# Casting Windshields



## dolphinfan67 (Dec 30, 2011)

Hello all. As a newbie, I noticed most resin cast cars use the flashing w/paint for the windshield. I have heard of a clear resin, but want to know if there is such a thing and does anyone cast their own glass? Any input would be greatly appreciated.


----------



## alpink (Aug 22, 2010)

dolphim, casting clear resin requires a lot more work. one must de-air the liquid silicone rubber in a vacuum chamber before pouring it around the master windshield.
then the mold with the liquid resin in it must be placed in a pressure chamber to make sure no air gets trapped in the "glass".
a lot of work that many casters are not willing to undertake. some do. hopefully you can find them
I am happy making windows out of clear plastic from various "bubble pack" types of vacuum formed packages that many products come in for bodies that for any reason do not have "glass".


----------



## 1976Cordoba (Sep 20, 2000)

I tried it once - lots of bubbles and the resin was super brittle. Now I just mold the windows into the body - If I want a clear window I can always hack it out and replace it with a clear bit of plastic from a hot wheels car or even the 'bubble wrap' package they come in.


----------



## slotcarman12078 (Oct 3, 2008)

The resin for casting clear parts is nasty stuff to work with too. The real good stuff requires some heavy duty breathing apparatus as I recall. I tried it once, and never bothered again. Without the proper equipment, the results will be awful.


----------



## dolphinfan67 (Dec 30, 2011)

Thanks for the info. Sounds like using the clear "packaging" would be the best. What a great idea. Guess I need to open my mind a little:freak: Appreciate the info:thumbsup:


----------



## Joe65SkylarkGS (Feb 15, 2010)

I like using thin lexan. Comes in a bunch of different colors, like red, blue, yellow and smoke colored. For a buck a sheet too at your local hobby shop. No weight really and very flexible until glued in place.


----------



## LDThomas (Nov 30, 1999)

For making clear windows, one should learn the fine art of vacuum forming.


----------



## Hilltop Raceway (Feb 12, 2006)

LDThomas said:


> For making clear windows, one should learn the fine art of vacuum forming.

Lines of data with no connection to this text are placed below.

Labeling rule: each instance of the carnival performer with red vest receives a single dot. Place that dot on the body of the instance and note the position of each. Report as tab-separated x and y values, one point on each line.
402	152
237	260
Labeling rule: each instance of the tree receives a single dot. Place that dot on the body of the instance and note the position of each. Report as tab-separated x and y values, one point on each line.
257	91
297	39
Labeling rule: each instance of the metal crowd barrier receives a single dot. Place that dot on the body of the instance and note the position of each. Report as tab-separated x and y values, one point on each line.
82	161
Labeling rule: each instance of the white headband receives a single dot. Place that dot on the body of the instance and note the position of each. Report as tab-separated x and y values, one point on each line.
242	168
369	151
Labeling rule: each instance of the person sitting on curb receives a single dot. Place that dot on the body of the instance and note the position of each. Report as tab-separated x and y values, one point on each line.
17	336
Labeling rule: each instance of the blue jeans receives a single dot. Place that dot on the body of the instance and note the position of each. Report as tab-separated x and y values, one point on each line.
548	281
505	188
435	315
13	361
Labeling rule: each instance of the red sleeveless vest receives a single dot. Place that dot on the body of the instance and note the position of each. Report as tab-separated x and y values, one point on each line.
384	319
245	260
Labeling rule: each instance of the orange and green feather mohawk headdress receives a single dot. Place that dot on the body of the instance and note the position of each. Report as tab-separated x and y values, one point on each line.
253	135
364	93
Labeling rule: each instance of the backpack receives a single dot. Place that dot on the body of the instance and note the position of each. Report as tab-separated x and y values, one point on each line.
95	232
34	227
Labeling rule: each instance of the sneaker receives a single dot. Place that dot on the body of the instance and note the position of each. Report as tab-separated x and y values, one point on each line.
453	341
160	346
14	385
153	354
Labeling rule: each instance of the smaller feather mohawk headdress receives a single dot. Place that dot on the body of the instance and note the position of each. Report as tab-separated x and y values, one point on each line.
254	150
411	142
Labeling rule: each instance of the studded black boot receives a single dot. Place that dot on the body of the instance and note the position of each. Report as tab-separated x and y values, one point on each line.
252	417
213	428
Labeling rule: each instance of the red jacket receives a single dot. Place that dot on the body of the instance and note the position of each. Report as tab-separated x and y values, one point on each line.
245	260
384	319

Any links, techniques, or know hows you'd like to share??? Always interested in other how to do's...RM


----------



## alpink (Aug 22, 2010)

Randy, find Paul Kniffen, Zoomin bodies. he makes great vacuum formed windows. I have a dental vacuum former, but haven't found a good way to reproduce stock windows. I'll be willing to learn any styles.


----------



## plymouth71 (Dec 14, 2009)

I've used a clear resin product available at Micheal's with no problem of bubbles.2 part clear epoxy resin

http://www.michaels.com/Castin'-Cra...products-generalcrafts-basicsupplies&start=11


----------



## dolphinfan67 (Dec 30, 2011)

I read some info on that Michael's product. It works pretty well? Do you make a basic two piece mold of the origional window, same as you would a body cast?


----------